As irritating as it is to admit, I think she’s right. She’s right about a lot of things and that makes it all the more difficult to see her. To paraphrase she says there is ‘party Fleur’ and ‘real Fleur’. Apparently party Fleur does not allow people to get to know real Fleur and ends up scaring people off who could be excellent additions to my world. She is brash and judgemental and generally over the top.
If that’s true and real Fleur needs to come out more then I have some questions: How do I show more of real Fleur? How do I lose the bravado? What parts are bravado and what parts are me? Why would I want to let go of it? Am I ready to be that vulnerable and human?

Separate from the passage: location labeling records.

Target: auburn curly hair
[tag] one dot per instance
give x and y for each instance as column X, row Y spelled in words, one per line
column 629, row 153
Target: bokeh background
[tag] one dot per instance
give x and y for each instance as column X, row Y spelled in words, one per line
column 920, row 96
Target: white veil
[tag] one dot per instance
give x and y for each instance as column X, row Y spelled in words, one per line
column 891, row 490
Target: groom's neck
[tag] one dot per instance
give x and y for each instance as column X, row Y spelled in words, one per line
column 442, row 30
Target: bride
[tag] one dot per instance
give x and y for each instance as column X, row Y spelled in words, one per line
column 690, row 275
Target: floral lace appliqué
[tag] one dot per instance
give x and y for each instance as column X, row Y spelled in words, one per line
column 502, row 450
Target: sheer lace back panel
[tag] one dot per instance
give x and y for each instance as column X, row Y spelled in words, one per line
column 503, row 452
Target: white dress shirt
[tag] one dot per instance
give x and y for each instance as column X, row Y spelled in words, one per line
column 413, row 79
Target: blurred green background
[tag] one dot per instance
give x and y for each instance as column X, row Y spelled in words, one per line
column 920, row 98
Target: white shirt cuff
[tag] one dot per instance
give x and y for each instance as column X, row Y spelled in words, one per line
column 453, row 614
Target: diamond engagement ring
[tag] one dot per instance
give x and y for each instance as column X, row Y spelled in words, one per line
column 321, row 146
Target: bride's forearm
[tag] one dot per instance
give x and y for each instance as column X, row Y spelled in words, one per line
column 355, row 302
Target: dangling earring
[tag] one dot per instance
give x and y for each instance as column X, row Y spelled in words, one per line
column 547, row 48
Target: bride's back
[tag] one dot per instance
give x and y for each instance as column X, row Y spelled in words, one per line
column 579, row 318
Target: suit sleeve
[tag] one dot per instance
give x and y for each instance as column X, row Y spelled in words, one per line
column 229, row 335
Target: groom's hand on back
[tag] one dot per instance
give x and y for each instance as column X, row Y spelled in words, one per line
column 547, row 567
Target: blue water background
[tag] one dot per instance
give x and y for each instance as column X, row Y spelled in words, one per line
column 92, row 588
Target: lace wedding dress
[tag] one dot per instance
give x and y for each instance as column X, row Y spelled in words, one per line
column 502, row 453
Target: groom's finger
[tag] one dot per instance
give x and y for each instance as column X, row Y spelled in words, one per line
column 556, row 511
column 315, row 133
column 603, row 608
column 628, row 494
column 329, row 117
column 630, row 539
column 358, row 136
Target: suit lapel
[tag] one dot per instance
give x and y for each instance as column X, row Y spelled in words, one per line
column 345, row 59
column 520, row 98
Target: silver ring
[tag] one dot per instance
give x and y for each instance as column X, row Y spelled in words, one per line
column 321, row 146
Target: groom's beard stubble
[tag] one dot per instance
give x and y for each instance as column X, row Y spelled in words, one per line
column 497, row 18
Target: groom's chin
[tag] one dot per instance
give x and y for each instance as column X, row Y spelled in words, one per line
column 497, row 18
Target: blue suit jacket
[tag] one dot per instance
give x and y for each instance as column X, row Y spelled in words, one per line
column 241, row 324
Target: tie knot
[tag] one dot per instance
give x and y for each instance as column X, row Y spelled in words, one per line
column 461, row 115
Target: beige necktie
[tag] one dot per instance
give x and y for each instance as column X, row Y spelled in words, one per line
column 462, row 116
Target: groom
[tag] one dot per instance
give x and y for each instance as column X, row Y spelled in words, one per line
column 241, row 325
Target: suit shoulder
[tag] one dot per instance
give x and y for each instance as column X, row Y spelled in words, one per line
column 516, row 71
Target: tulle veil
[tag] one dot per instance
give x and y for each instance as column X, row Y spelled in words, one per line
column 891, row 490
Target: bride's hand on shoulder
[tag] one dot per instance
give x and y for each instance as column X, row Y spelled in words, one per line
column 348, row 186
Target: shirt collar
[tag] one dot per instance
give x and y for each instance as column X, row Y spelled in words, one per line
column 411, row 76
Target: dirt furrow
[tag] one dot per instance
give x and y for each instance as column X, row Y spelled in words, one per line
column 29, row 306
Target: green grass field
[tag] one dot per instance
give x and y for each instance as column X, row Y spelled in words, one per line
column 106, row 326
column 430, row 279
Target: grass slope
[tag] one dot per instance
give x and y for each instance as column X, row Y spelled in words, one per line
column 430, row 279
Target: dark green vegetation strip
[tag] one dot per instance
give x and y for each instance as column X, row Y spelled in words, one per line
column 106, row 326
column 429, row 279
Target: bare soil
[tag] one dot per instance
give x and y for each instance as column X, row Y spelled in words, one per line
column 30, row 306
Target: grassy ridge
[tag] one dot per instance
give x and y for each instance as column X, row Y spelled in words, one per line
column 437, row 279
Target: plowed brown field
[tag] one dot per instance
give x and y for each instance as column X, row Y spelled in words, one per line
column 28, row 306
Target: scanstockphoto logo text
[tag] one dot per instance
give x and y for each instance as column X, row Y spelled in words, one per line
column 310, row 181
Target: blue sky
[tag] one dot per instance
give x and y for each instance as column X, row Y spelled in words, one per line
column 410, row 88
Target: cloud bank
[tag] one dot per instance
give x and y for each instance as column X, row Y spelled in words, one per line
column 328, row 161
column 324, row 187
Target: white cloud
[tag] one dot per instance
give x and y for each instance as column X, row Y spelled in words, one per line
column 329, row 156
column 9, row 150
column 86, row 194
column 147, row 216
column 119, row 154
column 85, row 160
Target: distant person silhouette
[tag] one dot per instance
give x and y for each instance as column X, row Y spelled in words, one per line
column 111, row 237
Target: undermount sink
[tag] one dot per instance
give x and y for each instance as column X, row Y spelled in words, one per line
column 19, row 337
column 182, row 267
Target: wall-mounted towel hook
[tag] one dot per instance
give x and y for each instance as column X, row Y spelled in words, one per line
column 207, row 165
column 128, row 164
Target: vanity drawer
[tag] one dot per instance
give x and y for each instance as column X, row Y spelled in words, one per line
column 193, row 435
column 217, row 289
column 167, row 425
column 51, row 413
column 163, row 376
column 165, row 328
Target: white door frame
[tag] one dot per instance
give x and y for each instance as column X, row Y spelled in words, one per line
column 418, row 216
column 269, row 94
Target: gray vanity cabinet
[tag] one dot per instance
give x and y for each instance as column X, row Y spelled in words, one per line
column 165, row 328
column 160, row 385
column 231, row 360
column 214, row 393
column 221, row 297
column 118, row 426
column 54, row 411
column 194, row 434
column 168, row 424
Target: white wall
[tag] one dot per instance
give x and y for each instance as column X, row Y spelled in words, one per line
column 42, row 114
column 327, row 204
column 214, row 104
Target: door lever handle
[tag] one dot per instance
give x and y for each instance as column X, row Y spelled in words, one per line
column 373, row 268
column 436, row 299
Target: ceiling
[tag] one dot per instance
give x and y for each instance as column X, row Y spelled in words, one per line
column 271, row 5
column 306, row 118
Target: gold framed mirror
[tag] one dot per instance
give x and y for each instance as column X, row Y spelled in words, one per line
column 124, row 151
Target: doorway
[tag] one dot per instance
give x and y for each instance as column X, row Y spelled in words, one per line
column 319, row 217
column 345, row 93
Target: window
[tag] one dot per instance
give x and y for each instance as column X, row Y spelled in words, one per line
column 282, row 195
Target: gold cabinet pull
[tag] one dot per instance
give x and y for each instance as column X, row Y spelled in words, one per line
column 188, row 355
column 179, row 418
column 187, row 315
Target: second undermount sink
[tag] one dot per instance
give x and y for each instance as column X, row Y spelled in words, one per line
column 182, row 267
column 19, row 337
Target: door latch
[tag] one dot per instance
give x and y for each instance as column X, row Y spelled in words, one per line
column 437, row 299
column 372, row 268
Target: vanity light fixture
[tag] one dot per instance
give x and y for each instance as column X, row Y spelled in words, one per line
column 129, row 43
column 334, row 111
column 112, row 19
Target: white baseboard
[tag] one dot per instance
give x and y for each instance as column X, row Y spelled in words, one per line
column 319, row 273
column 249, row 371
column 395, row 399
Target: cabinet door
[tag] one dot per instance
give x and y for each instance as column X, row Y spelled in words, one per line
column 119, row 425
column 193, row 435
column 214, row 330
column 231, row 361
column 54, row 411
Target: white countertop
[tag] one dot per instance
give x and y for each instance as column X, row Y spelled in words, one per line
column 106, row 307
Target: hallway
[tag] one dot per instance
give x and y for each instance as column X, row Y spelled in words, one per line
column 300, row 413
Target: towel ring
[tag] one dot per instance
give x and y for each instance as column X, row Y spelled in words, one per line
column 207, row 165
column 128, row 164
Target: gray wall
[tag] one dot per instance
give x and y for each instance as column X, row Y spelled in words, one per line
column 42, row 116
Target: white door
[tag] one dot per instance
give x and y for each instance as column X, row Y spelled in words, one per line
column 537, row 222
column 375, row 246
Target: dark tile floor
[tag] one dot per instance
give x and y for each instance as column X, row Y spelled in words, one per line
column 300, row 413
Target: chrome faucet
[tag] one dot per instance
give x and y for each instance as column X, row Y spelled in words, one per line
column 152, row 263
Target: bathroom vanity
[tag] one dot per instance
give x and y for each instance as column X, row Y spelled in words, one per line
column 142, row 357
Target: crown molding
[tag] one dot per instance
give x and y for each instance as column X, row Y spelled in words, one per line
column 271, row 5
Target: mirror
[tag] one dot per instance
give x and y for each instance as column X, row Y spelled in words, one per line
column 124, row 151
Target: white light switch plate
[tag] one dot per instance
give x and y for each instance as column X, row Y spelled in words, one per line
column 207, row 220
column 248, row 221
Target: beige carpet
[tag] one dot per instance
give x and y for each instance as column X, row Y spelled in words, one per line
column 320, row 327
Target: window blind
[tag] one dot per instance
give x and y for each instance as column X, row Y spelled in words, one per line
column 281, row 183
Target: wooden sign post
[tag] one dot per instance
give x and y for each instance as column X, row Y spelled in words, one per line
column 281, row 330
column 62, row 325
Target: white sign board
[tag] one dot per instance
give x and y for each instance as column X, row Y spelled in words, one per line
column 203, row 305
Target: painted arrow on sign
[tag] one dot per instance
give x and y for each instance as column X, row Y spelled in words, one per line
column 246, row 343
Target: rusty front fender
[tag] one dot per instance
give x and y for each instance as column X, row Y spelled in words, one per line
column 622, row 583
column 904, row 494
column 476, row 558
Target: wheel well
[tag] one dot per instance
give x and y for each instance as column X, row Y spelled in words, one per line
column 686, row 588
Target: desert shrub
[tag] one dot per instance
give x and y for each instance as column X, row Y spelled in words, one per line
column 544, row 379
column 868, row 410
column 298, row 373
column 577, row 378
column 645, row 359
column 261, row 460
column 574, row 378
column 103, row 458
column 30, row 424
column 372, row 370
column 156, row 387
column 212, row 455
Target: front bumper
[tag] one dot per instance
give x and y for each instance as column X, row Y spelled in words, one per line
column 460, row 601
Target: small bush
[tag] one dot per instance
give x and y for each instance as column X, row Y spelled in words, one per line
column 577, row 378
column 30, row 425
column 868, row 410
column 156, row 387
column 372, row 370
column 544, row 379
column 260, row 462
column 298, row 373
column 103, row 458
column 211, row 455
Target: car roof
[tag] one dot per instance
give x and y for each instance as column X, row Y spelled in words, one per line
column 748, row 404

Each question leads to its own set of questions. Take ‘how do I show more of real Fleur?’ for example. This brings up a bunch of further questions because part of this whole journey for me is that I don’t really know who real Fleur is! How can I start revealing her in a more authentic way to new people if I don’t understand who she is? What she’s like? What hurts her? What makes her strong? What does she enjoy? What does she dislike?
The second two are kind of linked; how do I turn the bravado off and what parts are bravado and what parts are me? These two are hard to deal with because if I am not careful I will end up questioning every single thing I do and be in danger of losing all sense of self completely.
I guess I should really start by defining what bravado is. Wikipedia suggests it can be ‘a pretence of bravery’ or ‘the quality or state of being foolhardy’ or ‘a blustering swaggering conduct’. By those definitions then, what sort of behaviour could we define as bravado? Parading around at clubs in scanty clothing? Sure! Trying to be super funny in social settings? Check! Not letting on when you’re hurt by someone else’s behaviour? Definitely! Acting like you are a commodity in a transaction because you don’t dare to hope you’re a friend? Yes! Keeping up the respectable, predictable job that is killing you because you are scared of being called a failure? Absolutely!
All of this stuff really really hurts to think about. Putting on a show of being happy so people don’t see how sad I am, strutting around like king shit so people don’t realise how insecure I am, laughing loudly and heartily at goofs I make when inside I feel like I might die of shame, wanting to be the best at everything and not accepting anything less because I am convinced that I have to be good at something for people to like me.
The other question that is probably the clincher is how much of the show is for other people and how much is for me? How much of the persona has been grown as a way of telling myself that I’m ok? How much is to keep others out and how much to keep myself together? If I’m really honest with myself a lot of the bravado is for me and maybe it’s only a side effect that it keeps people from seeing all that stuff inside.
I have to start experimenting with being gentler, being more vulnerable, more sensitive, more genuine and more honest with myself and others. It seems like a hard road, but life is not meant to be easy. Or so they say.